What do students really need to know?
Teaching the Future in Schools is a workshop that makes a case for educators to introduce futures thinking in their classrooms and curricula. This session shares two lists of learning objectives for everyone and invites feedback and discussion from those participating in the virtual gathering.
Educators have been preparing graduate students for successful careers as foresight professionals for more than 40 years. Beginning with University of Hawaii at Manoa and University of Houston, more than a dozen universities offer some form of foresight degree. Consequently, academics and experts have published journals and books and launched associations, certificate courses, and professional development seminars.
All of this work, however, is directed at adults. Says Bishop, “That’s not wrong; they surely need to understand how to navigate an uncertain future. But who is missing? Of course, young people. Who is talking to secondary school and college students about the future, their future? Almost no one. So Teach the Future was formed to encourage and support educators to introduce futures thinking in their classes and schools around the world.”

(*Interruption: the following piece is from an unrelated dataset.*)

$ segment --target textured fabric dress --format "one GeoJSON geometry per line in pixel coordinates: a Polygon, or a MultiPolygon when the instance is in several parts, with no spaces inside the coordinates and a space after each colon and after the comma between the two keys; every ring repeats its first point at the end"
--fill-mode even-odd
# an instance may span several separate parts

Focus of Teaching the Future in Schools
Peter Bishop (Teach the Future) and foresight collaborator David Bengston (with the US Forest Service) believe that there are some propositions and skills that everyone needs to know, rather than the methods and tools that we teach in graduate school. (Editors note: Bishop retired as an Associate Professor of Strategic Foresight and Director of the graduate program in Foresight at the University of Houston).
Bishop questioned the foresight teaching protocol, “It has been fairly easy to decide what to teach—i.e., an easier version of what we have been teaching graduate students—but is that right? Does every student in the world need to be proficient in scanning, trend extrapolation, scenario development, visioning and strategic planning, to name just a few of the processes and skills necessary for being a successful futurist?”
Bishop and Bengston have come to understand that that the answer to that question is No. They concede that “while those would be fine to know, it is not necessary that they engage in a junior version of a Master’s degree to prepare them to anticipate and influence the future.”
Says Bishop, “David Bengston and I believe there are some propositions and skills that everyone needs to know, rather than the methods and tools that we teach in graduate school. These propositions and skills are what graduate students and foresight professionals realize as they learn the methods, why not just skip the methods the takeaways directly through instruction and examples?”